The following is a dump of the CAPICOM EncryptedData blob for 3DES 192 bit encryption, in binary form, generated
by sample code similar to that above:
0000 30 7A: SEQUENCE {
0002 06 9: OBJECT IDENTIFIER '1 3 6 1 4 1 311 88 3'
000D A0 6D: [0] {
000F 30 6B: SEQUENCE {
0011 06 A: OBJECT IDENTIFIER '1 3 6 1 4 1 311 88 3 1'
001D A0 5D: [0] {
001F 30 5B: SEQUENCE {
0021 02 3: INTEGER 131073
0026 02 2: INTEGER 26115
002A 02 2: INTEGER 192
002E 04 8: OCTET STRING
: EE A8 74 F7 CE BF 76 A0
0038 04 10: OCTET STRING
: 4B B0 EF FF 03 30 ED C2 B1 BF FF E2 8C E5 16 2B
004A 04 30: OCTET STRING
: 6F DA 47 06 B2 78 7E C7 14 E1 86 43 56 5D 5A A9
: 52 50 EB 8F B7 42 D3 4D E5 89 6E 46 23 8B B5 3D
: 6E B0 42 B1 4E EE 74 12 AB 26 B7 E0 5F 2D 71 71
: }
: }
: }
: }
: }
Similar to the RC2 case,
131073 - CAPICOM version information
26115 - 3DES algorithm identifier
192 - key size (192 bits or 24 bytes)
EE A8 74 F7 CE BF 76 A0 - Initialization Vector for 3DES encryption
4B B0 EF FF 03 30 ED C2 B1 BF FF E2 8C E5 16 2B - Salt value for key derivation
6F DA 47 06 B2 78 7E C7 14 E1 86 43 56 5D 5A A9 - Cipher text (48 bytes)

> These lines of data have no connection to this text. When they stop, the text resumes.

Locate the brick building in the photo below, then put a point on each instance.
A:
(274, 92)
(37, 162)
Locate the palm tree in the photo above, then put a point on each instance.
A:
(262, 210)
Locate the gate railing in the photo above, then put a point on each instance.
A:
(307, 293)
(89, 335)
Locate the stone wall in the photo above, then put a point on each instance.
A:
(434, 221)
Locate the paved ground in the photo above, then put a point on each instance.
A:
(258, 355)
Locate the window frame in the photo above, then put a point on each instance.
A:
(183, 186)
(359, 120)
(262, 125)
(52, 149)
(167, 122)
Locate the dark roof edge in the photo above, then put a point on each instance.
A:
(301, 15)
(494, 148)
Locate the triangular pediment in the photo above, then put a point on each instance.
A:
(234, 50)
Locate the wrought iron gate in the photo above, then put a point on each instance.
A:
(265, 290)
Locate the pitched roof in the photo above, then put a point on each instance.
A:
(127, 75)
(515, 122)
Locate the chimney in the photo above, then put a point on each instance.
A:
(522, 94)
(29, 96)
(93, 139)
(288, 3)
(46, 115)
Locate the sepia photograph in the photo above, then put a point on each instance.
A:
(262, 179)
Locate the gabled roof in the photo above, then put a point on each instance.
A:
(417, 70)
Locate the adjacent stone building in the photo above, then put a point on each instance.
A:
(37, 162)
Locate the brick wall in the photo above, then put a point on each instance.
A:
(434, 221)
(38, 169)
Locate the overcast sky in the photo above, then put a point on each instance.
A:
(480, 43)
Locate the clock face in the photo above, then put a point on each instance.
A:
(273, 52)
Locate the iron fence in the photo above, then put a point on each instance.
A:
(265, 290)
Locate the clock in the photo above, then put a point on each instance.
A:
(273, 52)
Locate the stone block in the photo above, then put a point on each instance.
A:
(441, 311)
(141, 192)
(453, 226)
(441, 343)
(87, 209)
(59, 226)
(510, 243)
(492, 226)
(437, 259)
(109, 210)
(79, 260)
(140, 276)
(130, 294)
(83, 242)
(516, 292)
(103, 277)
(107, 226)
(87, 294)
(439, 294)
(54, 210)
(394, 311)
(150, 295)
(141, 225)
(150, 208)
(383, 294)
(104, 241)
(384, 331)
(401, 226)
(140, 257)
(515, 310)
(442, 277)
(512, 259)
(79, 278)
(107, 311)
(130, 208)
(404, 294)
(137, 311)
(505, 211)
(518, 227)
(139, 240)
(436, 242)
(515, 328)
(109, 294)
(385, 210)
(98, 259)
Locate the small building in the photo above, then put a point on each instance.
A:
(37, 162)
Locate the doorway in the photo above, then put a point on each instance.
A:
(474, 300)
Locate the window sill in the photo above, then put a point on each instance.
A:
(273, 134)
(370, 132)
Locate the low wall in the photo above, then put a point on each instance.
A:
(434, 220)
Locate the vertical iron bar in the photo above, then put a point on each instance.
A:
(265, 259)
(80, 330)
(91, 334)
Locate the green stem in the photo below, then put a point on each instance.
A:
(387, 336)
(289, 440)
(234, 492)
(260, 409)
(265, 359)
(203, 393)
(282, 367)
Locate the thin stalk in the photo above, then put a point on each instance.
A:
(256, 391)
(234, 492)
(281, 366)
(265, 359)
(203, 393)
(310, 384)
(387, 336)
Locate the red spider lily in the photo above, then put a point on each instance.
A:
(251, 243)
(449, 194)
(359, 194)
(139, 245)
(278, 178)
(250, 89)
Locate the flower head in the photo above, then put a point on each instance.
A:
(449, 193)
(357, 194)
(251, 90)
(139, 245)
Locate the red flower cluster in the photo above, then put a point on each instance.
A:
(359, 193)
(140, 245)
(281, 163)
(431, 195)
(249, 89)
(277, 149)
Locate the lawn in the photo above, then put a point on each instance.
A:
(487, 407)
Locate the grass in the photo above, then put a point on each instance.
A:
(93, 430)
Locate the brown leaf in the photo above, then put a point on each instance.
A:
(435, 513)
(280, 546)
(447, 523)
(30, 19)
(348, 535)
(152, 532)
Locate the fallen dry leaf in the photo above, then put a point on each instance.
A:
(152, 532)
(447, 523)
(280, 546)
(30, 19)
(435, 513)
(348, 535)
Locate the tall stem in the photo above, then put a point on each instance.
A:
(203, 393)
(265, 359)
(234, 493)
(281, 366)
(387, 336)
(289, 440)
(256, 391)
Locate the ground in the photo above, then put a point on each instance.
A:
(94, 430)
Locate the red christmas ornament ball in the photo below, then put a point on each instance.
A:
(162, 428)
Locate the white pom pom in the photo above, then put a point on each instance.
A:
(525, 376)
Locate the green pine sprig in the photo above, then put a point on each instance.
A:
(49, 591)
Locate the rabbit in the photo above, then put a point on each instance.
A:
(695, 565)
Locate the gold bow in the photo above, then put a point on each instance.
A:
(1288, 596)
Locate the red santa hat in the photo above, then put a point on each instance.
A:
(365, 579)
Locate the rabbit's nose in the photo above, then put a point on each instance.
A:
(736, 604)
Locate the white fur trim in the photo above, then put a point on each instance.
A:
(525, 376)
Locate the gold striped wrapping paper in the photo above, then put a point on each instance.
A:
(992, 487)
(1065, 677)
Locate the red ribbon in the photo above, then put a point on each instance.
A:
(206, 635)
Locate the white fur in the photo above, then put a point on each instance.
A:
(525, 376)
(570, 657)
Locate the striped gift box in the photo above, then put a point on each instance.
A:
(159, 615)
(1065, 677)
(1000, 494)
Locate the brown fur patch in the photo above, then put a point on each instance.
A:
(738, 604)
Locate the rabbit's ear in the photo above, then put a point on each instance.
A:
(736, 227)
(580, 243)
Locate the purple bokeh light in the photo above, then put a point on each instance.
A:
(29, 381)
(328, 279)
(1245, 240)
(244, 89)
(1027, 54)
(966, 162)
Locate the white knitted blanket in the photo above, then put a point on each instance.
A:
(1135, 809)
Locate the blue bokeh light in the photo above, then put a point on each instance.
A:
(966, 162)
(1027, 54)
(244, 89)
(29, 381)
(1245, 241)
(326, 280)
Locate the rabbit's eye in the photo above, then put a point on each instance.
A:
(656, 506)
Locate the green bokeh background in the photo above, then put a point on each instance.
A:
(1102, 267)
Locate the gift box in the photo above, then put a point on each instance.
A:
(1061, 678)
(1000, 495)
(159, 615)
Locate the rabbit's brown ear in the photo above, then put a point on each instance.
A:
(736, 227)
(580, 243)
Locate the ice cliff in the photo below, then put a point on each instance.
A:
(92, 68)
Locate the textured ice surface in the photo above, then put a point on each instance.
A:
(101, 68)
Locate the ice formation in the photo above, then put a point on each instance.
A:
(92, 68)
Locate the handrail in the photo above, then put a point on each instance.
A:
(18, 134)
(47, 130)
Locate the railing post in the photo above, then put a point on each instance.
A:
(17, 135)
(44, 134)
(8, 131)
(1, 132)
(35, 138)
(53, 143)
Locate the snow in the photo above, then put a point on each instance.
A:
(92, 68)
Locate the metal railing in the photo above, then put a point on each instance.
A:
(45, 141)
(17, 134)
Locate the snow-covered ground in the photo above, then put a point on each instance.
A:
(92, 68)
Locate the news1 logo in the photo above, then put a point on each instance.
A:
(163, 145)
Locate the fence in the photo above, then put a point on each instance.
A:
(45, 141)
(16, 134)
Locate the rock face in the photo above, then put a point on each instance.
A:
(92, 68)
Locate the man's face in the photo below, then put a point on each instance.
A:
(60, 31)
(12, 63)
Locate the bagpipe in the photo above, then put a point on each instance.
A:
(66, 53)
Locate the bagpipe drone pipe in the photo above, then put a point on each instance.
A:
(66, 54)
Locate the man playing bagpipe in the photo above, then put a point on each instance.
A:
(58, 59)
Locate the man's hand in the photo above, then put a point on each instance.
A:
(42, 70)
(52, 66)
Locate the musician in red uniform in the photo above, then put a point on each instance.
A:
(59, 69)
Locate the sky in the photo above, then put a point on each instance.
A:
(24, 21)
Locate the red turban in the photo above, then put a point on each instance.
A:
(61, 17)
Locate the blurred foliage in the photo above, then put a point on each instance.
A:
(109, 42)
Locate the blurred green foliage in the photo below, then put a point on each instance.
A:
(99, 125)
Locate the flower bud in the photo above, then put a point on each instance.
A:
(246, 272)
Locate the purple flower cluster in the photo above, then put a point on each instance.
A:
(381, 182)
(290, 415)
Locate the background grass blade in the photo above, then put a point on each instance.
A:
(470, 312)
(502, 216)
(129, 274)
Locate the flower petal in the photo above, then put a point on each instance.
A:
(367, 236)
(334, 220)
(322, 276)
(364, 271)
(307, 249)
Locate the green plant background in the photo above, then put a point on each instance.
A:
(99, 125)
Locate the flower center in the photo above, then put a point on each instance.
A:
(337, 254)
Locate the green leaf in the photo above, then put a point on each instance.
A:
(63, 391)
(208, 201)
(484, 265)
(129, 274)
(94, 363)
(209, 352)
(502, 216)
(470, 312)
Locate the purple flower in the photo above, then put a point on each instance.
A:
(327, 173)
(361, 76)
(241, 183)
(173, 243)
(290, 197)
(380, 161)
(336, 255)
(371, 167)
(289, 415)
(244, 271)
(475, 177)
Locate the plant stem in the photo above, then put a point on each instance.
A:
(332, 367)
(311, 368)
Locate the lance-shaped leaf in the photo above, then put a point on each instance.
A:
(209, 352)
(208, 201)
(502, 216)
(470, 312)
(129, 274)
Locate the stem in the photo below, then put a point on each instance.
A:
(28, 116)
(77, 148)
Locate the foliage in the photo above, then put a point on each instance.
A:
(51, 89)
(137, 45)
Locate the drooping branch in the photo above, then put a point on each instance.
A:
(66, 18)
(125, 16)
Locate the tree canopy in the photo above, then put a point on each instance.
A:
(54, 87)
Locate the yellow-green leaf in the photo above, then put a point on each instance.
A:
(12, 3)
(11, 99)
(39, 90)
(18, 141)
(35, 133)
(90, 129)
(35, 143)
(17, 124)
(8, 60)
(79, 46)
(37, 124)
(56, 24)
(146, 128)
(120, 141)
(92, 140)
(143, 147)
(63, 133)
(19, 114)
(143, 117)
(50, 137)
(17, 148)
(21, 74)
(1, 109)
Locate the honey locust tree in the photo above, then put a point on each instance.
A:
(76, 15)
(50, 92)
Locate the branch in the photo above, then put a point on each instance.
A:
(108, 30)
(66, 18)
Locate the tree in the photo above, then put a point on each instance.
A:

52 50 EB 8F B7 42 D3 4D E5 89 6E 46 23 8B B5 3D
6E B0 42 B1 4E EE 74 12 AB 26 B7 E0 5F 2D 71 71
The following code snippet demonstrates the algorithm used by CryptDeriveKey() to derive a 3DES key:
byte[] iv = {0xEE, 0xA8, 0x74, 0xF7, 0xCE, 0xBF, 0x76, 0xA0} ;
byte[] mysalt = {0x4B, 0xB0, 0xEF, 0xFF, 0x03, 0x30, 0xED, 0xC2,
0xB1, 0xBF, 0xFF, 0xE2, 0x8C, 0xE5, 0x16, 0x2B};
String capicompswd = "mypassword"; //CAPICOM pswd (hashed as UNICODE by EncryptedData)
byte[] pswd = (new UnicodeEncoding()).GetBytes(capicompswd);
byte[] tdeskey = new byte[24] ;
byte[] buff1 = new byte[64];
byte[] buff2 = new byte[64];
for (int i = 0; i<64; i++)
{
buff1[i] = 0x36;
buff2[i] = 0x5C;
}
byte[] psalthash = CHashSaltPswd(mysalt, pswd) ; //hash of pswd + salt
byte[] concathash = new byte[40] ; //to hold contatenated SHA1 hash data
// ----- Step 1; XOR first 24 bytes of buff1 with SHA1 hash
for (int i = 0; i<20; i++)
buff1[i] = (byte) (buff1[i] ^ psalthash[i]) ;
// ----- Step 2; XOR first 24 bytes of buff2 with SHA1 hash
for (int i = 0; i<20; i++)
buff2[i] = (byte) (buff2[i] ^ psalthash[i]) ;
// ----- Step 3; hash the entire first buffer
byte[] hash3 = sha1hash(buff1);
// ----- Step 4; hash the entire second buffer
byte[] hash4 = sha1hash(buff2);
// ----- Step 5: Concatenate the two hashes --------
Array.Copy(hash3, 0, concathash, 0, hash3.Length);
Array.Copy(hash4, 0, concathash, hash3.Length, hash4.Length);
// ----- Step 6: Use the first 24 bytes of the contatenated hash as the 3DES key
Array.Copy(concathash, 0, tdeskey, 0, tdeskey.Length);
// Encrypt or decrypt with this derived 3DES key and IV:
-----
Summary:
This note has provided some information required to decode and decrypt CAPICOM EncryptedData blobs using
either .NET or CryptoAPI alone. It is fairly easy to write a decoder to easily extract
the Salt, IV, key algorithm and keysize from an EncryptedData structure completely in .NET.